Let $f : A \longrightarrow B$ be a ring homomorphism. Let $I \subseteq A$ be an ideal of $A$ and $J \subseteq B$ be an ideal of $B$. By definition, the extension of $I$ is: $$ I^{e} = \{ \sum_{i = 1}^{n} a_{i}f(x_{i}) : a_{i} \in B,\; x_{i} \in I,\; \forall n \in \mathbb{N} \} $$ and the contraction of $J$ is $f^{-1}(J) = J^{c}$.

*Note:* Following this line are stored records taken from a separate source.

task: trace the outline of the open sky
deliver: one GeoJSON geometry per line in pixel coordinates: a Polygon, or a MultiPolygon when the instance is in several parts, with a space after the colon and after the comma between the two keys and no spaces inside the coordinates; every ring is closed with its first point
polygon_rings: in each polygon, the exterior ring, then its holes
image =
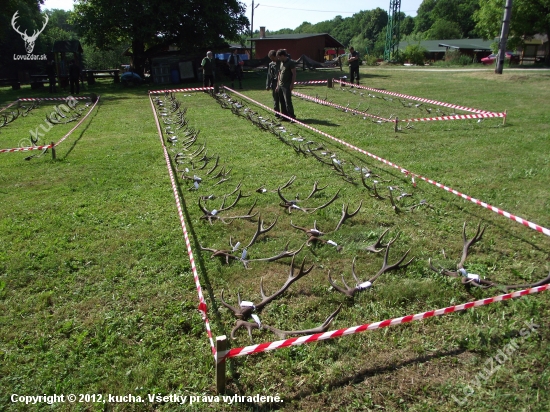
{"type": "MultiPolygon", "coordinates": [[[[246,16],[252,20],[252,0],[245,0],[246,16]]],[[[416,16],[422,0],[403,0],[401,11],[416,16]]],[[[304,21],[311,24],[332,20],[335,16],[351,17],[361,10],[380,7],[388,11],[390,0],[254,0],[254,30],[265,26],[267,30],[295,29],[304,21]]],[[[72,10],[73,0],[45,0],[43,9],[72,10]]]]}

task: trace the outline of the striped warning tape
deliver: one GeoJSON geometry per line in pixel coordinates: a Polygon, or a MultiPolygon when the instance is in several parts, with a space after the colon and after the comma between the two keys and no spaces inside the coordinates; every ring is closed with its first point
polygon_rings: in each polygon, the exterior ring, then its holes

The following property holds: $(J^{c})^{e} \subseteq J$.
My Proof: Suppose $J \subsetneq (J^{c})^{e} $. Let $x \in J$. Then $f^{-1}(x) \in f^{-1}(J) = J^{c}$. Now, \begin{align*} (f^{-1}(J))^{e} = (J^{c})^{e} &= \{ \sum_{i = 1}^{n} a_{i}f(f^{-1}(x_{i})) : a_{i} \in B,\; f^{-1}(x_{i}) \in J^{c},\; \forall n \in \mathbb{N}\}\\ &= \{\sum_{i = 1}^{n} a_{i}x_{i} : a_{i} \in B,\; x_{i} \in J,\; \forall n \in \mathbb{N}\}\\ &= J, \end{align*} contradiction to our assumption that $J \subsetneq (J^{c})^{e} $. Hence, $J \supseteq (J^{c})^{e}$.
Can somebody confirm either or not the proof is correct?